Grading on a curve- forget your scholarship
Another portion of professors are big fans of ‘the cream rises to the top’ mentality. Whether they quietly curve their classes and purposefully test students beyond the material covered, these professors believe that the true merit of a student is found when they go past their supposed comfort zone. When I encountered professors like this, I was astounded. What sort of person expects you to know things you were never taught? What sort of teacher doesn’t teach but torments?

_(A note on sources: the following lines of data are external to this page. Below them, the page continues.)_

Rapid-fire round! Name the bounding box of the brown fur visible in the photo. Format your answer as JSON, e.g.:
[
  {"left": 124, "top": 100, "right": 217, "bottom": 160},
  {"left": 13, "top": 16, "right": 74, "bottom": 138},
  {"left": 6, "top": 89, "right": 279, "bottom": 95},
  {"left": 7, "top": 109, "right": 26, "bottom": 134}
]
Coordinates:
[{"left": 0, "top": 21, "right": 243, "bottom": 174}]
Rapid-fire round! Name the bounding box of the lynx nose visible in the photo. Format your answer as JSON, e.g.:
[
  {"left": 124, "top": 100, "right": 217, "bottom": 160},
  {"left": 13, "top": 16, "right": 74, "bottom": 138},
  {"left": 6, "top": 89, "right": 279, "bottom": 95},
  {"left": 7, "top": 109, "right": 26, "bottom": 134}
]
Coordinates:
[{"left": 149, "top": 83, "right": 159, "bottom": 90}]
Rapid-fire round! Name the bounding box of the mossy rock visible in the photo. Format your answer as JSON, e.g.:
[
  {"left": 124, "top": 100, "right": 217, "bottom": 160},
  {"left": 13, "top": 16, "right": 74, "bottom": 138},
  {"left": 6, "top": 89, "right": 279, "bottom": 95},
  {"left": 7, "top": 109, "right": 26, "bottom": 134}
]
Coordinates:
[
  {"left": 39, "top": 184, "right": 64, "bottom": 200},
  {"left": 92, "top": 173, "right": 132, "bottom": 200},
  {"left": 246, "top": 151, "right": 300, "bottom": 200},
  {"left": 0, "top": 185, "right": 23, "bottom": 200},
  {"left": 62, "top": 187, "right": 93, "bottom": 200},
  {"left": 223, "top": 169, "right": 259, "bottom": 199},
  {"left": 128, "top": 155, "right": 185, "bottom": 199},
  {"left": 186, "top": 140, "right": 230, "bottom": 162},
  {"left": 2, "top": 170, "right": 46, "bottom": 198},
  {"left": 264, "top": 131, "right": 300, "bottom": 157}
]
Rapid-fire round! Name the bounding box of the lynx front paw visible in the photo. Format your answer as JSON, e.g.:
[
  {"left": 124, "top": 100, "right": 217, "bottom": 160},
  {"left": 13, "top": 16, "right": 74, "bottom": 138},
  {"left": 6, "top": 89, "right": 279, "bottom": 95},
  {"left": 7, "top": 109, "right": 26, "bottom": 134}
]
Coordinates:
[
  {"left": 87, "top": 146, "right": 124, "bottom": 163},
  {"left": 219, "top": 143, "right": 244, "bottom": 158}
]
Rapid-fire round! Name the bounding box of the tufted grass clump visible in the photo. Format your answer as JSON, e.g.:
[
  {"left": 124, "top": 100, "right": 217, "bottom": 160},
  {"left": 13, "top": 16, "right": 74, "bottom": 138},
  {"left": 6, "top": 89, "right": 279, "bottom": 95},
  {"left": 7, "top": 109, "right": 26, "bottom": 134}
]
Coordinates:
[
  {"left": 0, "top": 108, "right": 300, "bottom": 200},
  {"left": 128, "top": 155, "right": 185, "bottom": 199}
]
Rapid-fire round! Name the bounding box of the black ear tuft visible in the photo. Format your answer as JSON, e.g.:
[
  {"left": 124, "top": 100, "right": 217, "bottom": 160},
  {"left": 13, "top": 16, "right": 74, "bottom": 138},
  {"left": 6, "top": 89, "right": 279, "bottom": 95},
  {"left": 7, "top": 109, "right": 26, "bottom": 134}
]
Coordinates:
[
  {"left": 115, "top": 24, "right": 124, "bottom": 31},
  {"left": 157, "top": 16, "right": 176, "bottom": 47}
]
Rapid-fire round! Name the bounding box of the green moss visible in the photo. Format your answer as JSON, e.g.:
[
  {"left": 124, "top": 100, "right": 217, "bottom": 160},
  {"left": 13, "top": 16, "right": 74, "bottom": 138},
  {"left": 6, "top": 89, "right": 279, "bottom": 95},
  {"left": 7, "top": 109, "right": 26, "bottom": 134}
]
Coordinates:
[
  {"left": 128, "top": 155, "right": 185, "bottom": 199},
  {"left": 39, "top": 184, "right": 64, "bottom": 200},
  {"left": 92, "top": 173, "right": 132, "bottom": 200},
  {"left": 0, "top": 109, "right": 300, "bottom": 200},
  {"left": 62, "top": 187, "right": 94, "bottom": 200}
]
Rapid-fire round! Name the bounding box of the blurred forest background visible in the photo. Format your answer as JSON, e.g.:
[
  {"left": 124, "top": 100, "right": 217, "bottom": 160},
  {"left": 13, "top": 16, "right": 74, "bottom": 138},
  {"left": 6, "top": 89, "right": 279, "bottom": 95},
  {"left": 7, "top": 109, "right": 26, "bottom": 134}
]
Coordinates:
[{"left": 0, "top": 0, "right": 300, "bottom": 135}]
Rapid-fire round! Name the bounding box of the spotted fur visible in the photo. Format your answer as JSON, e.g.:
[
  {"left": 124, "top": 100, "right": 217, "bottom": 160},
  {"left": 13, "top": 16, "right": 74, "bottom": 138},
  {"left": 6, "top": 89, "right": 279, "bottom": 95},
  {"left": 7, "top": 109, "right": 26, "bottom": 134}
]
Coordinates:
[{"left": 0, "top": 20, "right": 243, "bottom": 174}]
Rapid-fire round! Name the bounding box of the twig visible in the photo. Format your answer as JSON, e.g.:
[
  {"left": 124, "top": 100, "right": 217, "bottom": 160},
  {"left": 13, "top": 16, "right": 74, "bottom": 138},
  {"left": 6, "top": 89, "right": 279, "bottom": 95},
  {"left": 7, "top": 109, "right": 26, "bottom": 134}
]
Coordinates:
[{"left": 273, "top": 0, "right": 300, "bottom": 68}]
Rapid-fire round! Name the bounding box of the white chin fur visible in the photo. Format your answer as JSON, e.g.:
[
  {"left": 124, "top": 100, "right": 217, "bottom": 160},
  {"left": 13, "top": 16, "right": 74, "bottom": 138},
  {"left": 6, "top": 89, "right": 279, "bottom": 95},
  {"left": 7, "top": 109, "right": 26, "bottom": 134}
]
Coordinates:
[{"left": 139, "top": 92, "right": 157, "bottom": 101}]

Of course, MIT’s official policy is to prohibit grading on a curve. But when most courses don’t explain how exams are graded until after the first one has already been taken, students don’t have a lot of resources to protest. The number of classes where a ‘bell curve’ has both been used to determine grade cut off and posted for students to ruminate on – that number is all of my technical classes.
I’ve had a TA say to my face that he wrote the exam on material we hadn’t seen yet in order to get a ‘better distribution.’ What does that mean? A bell curve distribution of scores? A better distribution of resources for struggling students? I found out very quickly that it was the former; the latter had never crossed his mind.
More so, what sort of professor doesn’t realize that students rely on grades to maintain scholarships? Creating a class where only 1/4 (or less) of the students can achieve an ‘A’ is one where you are discouraging students from keeping their scholarship. My understanding of the material isn’t dependent on three other students understanding – after all, we could all be understanding it at an ‘A’ level.